Le dolci note del pianoforte giunsero fino alla sua stanza. Provenivano dal piano di sotto.
Con fare goffo si alzò dal letto, trascinando i piedi fino alle scale.
Un rumoroso ed involontario sbadiglio interruppe bruscamente la melodia. Elle non poté far altro se non aggrottare le sopracciglia: erano ormai anni che lei viveva da sola, chi stava suonando il suo pianoforte?
Presa da un attacco di panico si accucciò in terra, aggrappandosi al corrimano della scala.
Con passo furtivo scivolò in bagno alla ricerca di qualcosa di pesante con cui difendersi.
Tutti i mobiletti erano stati svuotati. Il suo cuore cominciò a pulsare talmente forte che le si tapparono le orecchie.

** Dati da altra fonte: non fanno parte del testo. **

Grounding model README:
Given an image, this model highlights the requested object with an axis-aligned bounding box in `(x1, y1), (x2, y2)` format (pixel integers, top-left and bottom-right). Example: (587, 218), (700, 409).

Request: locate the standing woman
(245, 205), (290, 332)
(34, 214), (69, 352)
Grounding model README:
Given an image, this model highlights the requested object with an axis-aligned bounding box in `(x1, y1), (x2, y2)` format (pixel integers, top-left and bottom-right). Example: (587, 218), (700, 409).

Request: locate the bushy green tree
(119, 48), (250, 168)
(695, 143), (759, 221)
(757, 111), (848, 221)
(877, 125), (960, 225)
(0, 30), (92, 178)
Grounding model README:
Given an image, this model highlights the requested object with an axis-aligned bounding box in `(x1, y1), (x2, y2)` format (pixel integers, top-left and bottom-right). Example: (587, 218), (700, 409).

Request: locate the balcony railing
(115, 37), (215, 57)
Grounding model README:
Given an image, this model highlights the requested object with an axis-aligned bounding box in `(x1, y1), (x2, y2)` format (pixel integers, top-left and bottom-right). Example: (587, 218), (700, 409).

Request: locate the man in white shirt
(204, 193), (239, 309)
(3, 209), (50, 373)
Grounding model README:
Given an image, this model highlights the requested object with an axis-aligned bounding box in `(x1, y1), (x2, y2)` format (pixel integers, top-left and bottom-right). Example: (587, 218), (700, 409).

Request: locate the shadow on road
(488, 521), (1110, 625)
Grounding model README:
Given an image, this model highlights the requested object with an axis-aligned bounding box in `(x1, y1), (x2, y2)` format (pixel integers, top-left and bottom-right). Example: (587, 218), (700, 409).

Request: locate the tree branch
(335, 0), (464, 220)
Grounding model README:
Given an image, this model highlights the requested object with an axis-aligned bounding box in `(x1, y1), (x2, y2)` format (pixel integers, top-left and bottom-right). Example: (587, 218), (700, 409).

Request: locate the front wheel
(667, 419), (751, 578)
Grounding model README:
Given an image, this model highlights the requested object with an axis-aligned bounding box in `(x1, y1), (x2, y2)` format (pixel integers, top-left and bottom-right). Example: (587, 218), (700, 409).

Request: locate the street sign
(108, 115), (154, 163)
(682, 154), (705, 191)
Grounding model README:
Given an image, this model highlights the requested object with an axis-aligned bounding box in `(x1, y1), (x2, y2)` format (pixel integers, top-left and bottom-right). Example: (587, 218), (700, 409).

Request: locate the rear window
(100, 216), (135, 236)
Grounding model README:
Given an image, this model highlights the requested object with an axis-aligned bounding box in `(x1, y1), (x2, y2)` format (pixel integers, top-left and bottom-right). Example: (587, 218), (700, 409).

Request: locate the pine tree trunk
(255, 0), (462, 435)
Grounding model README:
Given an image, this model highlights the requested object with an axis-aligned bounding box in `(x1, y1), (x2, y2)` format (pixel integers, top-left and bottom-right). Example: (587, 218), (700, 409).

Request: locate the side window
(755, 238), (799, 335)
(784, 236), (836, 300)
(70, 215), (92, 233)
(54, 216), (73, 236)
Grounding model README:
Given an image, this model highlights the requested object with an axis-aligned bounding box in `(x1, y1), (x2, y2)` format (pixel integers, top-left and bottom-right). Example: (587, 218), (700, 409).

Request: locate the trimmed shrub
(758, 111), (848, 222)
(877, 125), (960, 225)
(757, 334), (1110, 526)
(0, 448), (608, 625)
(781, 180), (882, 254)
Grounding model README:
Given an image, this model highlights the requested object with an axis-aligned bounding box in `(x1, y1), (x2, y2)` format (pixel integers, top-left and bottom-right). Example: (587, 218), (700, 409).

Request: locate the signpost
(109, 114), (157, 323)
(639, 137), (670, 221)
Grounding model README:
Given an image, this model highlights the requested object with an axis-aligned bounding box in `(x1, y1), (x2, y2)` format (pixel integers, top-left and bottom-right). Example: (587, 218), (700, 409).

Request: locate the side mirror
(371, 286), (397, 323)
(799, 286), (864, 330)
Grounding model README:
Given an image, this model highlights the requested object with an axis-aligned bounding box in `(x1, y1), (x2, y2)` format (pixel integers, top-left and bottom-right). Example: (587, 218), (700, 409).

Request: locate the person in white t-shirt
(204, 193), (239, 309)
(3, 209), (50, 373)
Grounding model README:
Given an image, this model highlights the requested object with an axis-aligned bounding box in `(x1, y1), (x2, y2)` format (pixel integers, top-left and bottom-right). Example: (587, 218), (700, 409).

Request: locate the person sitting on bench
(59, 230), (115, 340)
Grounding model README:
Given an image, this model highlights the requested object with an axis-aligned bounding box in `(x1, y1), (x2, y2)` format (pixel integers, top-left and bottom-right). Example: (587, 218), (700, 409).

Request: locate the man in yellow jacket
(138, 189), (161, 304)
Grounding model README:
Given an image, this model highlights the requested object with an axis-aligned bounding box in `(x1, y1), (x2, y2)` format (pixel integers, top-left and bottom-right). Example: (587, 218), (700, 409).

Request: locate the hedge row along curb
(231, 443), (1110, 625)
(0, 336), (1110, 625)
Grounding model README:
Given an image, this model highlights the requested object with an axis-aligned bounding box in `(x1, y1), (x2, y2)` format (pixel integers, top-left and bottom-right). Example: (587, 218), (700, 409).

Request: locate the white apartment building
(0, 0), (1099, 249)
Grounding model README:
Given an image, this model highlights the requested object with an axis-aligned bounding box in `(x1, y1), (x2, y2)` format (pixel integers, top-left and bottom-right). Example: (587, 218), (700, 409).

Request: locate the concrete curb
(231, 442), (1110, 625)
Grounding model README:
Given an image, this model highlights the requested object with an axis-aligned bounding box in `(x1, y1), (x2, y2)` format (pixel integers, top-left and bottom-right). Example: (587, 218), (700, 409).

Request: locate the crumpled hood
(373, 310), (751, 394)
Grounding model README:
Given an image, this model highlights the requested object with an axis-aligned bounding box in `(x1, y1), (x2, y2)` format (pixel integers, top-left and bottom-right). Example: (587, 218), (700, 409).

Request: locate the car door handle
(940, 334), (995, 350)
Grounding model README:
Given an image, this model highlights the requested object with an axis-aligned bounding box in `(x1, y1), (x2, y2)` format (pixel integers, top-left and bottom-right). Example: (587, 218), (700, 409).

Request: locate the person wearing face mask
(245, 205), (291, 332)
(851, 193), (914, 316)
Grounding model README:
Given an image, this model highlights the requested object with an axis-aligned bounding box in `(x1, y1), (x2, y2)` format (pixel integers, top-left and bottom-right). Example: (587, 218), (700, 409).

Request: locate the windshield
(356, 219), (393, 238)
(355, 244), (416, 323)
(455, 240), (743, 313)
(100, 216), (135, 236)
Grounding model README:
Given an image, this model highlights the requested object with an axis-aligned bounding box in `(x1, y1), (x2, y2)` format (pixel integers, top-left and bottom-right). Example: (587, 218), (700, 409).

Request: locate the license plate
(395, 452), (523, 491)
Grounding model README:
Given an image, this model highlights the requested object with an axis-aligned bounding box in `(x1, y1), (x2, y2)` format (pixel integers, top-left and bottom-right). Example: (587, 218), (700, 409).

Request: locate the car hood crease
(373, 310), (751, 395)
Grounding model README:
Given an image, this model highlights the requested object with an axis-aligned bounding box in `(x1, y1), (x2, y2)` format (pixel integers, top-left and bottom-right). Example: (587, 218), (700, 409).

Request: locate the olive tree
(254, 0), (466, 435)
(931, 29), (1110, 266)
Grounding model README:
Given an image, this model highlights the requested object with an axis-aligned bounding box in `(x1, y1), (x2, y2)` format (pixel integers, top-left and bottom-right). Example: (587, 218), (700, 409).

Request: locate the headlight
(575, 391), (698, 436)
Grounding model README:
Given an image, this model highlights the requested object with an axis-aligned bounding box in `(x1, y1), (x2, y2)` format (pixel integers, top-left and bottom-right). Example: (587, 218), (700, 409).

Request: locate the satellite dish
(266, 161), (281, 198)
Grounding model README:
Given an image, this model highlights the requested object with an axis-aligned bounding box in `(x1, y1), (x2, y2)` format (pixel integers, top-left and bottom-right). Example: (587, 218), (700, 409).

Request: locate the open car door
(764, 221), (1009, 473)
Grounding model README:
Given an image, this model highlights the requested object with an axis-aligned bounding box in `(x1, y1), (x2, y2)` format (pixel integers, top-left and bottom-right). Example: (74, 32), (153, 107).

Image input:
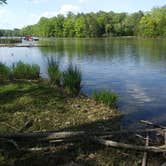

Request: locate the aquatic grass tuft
(0, 62), (11, 81)
(92, 90), (118, 108)
(47, 57), (61, 86)
(11, 61), (40, 79)
(63, 64), (82, 95)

Quale mente criminale potrebbe fare una cosa del genere? Svuotare tutta la casa e invece che scappare suonare il pianoforte?
Trattenne il respiro e uscì dal bagno. Il suo sguardo si era appannato per via delle lacrime.
Lo sgabello del pianoforte scricchiolò. Elle non riuscì a trattenere un urlo. Lieve ma pur sempre percettibile.

Con uno scatto si alzò in piedi e corse in camera da letto.
La polizia. Doveva chiamare la polizia.
Appena varcata la soglia si lanciò sul letto, prendendo al volo la cornetta del telefono.
Digitò in fretta e furia il numero, sbagliandolo più volte.
Il telefono, però, non dava segno di vita. Qualcuno aveva tagliato il cavo.
Con un urlo lanciò la cornetta lontano e cominciò a piangere. Ormai era troppo tardi, la porta si era appena richiusa alle spalle del presunto ladro o assassino, magari.
Le molle del letto emisero un rumore metallico che fece venire ad Elisa la pelle d'oca. Ecco giunta la sua fine.

Già sentiva il sangue scorrere dal buco causato dal proiettile nella sua testa.
L'uomo ormai era vicinissimo a lei, poteva capirlo dal caldo respiro sul suo collo.
Una grande mano comparve alle spalle della ragazza e, con delicatezza, spostò i capelli della rossa dietro al suo orecchio.
Dall'altra parte, l'uomo, le stava asciugando una lacrima con l'indice della seconda mano.
Elle trattenne il respiro e si voltò.

 
Bzz. Bzz.
-Cosa diavolo..- grugnì prima ancora di aprire gli occhi.
Meledettissimo telefono, pensò.
Con fare esausto sollevò un braccio, tastando il comodino alla ricerca del cellulare. Non appena lo avvertì sotto il suo piccolo palmo lo afferrò e lo portò al suo orecchio.
-Che cazzo vuoi Gabriele?- ruggì a denti stretti.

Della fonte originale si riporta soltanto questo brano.